Inspiration

We were inspired by the invisible but growing carbon footprint of artificial intelligence. As tools like ChatGPT, Gemini, and others become part of daily workflows, few users understand the environmental cost of their usage. According to BloombergNEF, U.S. data‑center power demand (driven largely by AI) is projected to more than double by 2035—from ~35 gigawatts (GW) in 2024 to about 78 GW, raising data centers’ share of total U.S. electricity use from ~3.5% today toward 8.6% by 2035. Meanwhile, studies show that some advanced AI model training runs emit hundreds to thousands of tons of CO₂–equivalent, with new models emitting over 250 times more carbon during training than the average person emits in a year. Yet, while Bloomberg and similar organizations offer powerful ESG tools for companies, there’s no solution that helps individuals or small teams take responsibility for their AI footprint. We built Green Receipts to bridge that gap and empower everyday users to make more sustainable, data-driven decisions.

What it does

Green Receipts syncs with users' AI tool accounts (like OpenAI and Gemini) to track usage and estimate the associated carbon footprint. It translates technical metrics (token counts, compute time, model size) into relatable equivalents, such as the energy used to charge a phone 1,000 times or run a dishwasher for a week.

Each user gets a weekly "Green Receipt"—a personal summary of their AI-related emissions—along with tips to reduce their footprint. We added a gamification layer: leaderboards, achievements, and challenges to encourage low-impact behavior.

How we built it

AI integration: We used the Gemini API to create a chatbot to educated users on sustainability insights. Carbon estimation engine: Based on open-source data from the energy usage stats from cloud providers (OpenAI, Google Cloud, etc.), we estimated translate usage into estimated emissions and real-world equivalents. Gamification system: Tracked via a points model tied to usage efficiency and reductions over time.

Challenges we ran into

The main challenge we faced was the lack of direct access to carbon data. Most AI APIs don’t expose detailed energy or emissions metrics. We had to build our own estimator from multiple indirect signals (token usage, model size, cloud location, etc.)

Accomplishments that we're proud of

We believe that our app provides a unique way to make the climate impacts of AI feel personal and relatable.

What we learned

We learned how invisible impact/hard-to-visualize data can be made visible through thoughtful UX and storytelling. Through the development of our app, we deepen our understanding of cloud energy use, carbon estimation models, and the complexity of AI infrastructure. We are also excited about how gamification can help users turn what they learned from organized data into actionable items.

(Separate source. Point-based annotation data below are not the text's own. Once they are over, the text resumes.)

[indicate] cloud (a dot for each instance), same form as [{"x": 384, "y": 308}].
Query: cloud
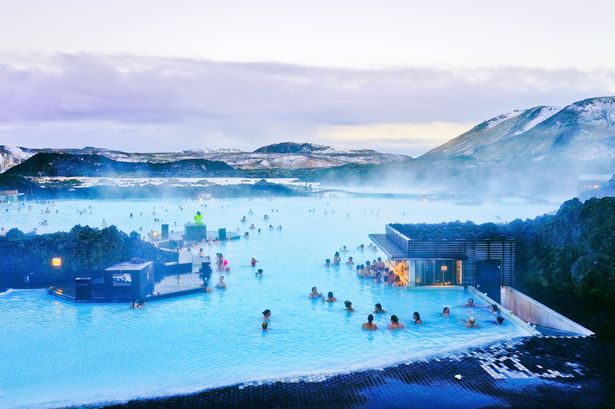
[
  {"x": 412, "y": 138},
  {"x": 146, "y": 103}
]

Most importantly, with the growing use of AI, we learned how important it is to align technical innovation with ethical responsibility.

What's next for Green Receipts

Our next steps include:

  1. Adding more integrations (Anthropic, AWS Bedrock, Meta AI, etc.)
  2. Refining the carbon estimation engine using more precise model energy profiles and data from GPU benchmarks.
  3. Launching a "Green Receipts for Teams" feature so organizations can track collective AI usage and embed Green Receipts in ESG workflows.
  4. Partnering with carbon offset platforms to let users neutralize their footprint.
  5. Exploring how to integrate Green Receipts with Bloomberg’s ESG suite or similar enterprise platforms.

We believe Green Receipts can become the Strava for sustainable AI use—empowering people to track, reduce, and take pride in their digital climate impact.